En 2003 a ainsi été créé HRP2, un petit robot humanoïde d’1 mètre 54 pour 58 kilos, qui a beaucoup évolué, « il a commencé à faire ses premiers pas, puis en 2012, il a participé à un concours de danse hip-hop avant d’être présenté au Collège de France », se remémore Philippe Souères. Après des explications relativement complexes sur le raisonnement scientifique, Jean-Paul Laumond, représentant du Conseil européen de la recherche (ERC) a lui, abordé des questions de réflexions sur l’interaction robot/humain. « La question de comment marchent les humains est capitale et complexe, car on avance sans faire attention.
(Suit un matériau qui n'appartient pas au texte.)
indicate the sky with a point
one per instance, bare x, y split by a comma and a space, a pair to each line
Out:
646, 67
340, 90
On a donc travaillé avec des neuro-scientifiques qui sont arrivés à comprendre que c’est la tête qui sert à stabiliser le corps, tout se passe dans le cerveau. D’où la complexité de faire marcher un robot », explique-t-il. Les scientifiques ont donc fait appel à des danseurs et à des chorégraphes pour tenter de créer ce qu’ils appellent une partition des gestes. C’est-à-dire un moyen de décomposer les gestes pour comprendre comment le cerveau donne les ordres de mouvement. L’idée est donc qu’un robot, même humanoïde, reste un assemblage de pièces et que le fonctionnement du cerveau est encore trop incompris pour qu’un robot puisse agir de la même manière qu’un corps humain. Dans la même idée, le cerveau fait l’humain. Ainsi, « Les machines intelligentes ne le sont pas réellement.On parle de robots tueurs, mais c’est faux, ils n’ont pas de sentiments, les robots tueurs sont des armes automatiques téléguidées. Il faut qu’on trouve les mots justes, car trop souvent, on ne sait pas mettre les bons termes sur les faits ou pour décrire la robotique », tiens à préciser le représentant de l’ERC.
Pyrène bloqué, HRP2 fait le show à sa place
HRP2 a seulement 10 ans, mais aux yeux d’une technologie aussi poussée que la robotique, il est déjà vieillissant et commence à avoir un peu d’arthrite. D’où le besoin de créer son petit frère, Pyrène, qui est plus puissant, plus grand, plus maniable et tout simplement plus poussé. Il aurait donc dû rester au fond de la salle à faire figuration pendant que Pyrène en mettait plein les yeux des journalistes. Sauf que la robotique est affaire de précision et n’est pas toujours facile à gérer. Ainsi, alors que le moment tant attendu est arrivé et que l’on découvre enfin ce robot humanoïde dernière génération, ses concepteurs annoncent que celui-ci n’est pas en capacité de faire une démonstration comme cela était prévu. La faute à un travail trop poussé, la veille qui a fait bloquer certains éléments de Pyrène. Devant la déception affichée des spectateurs, HRP2 entre sur la piste pour sauver les meubles. Le petit robot bleu, seulement retenu par deux câbles aériens en cas de chute, marche en avant comme en arrière, est capable de monter un premier escalier en s’appuyant à la rambarde de ses mains en plexiglas puis un deuxième, ce coup-ci sans aucune aide.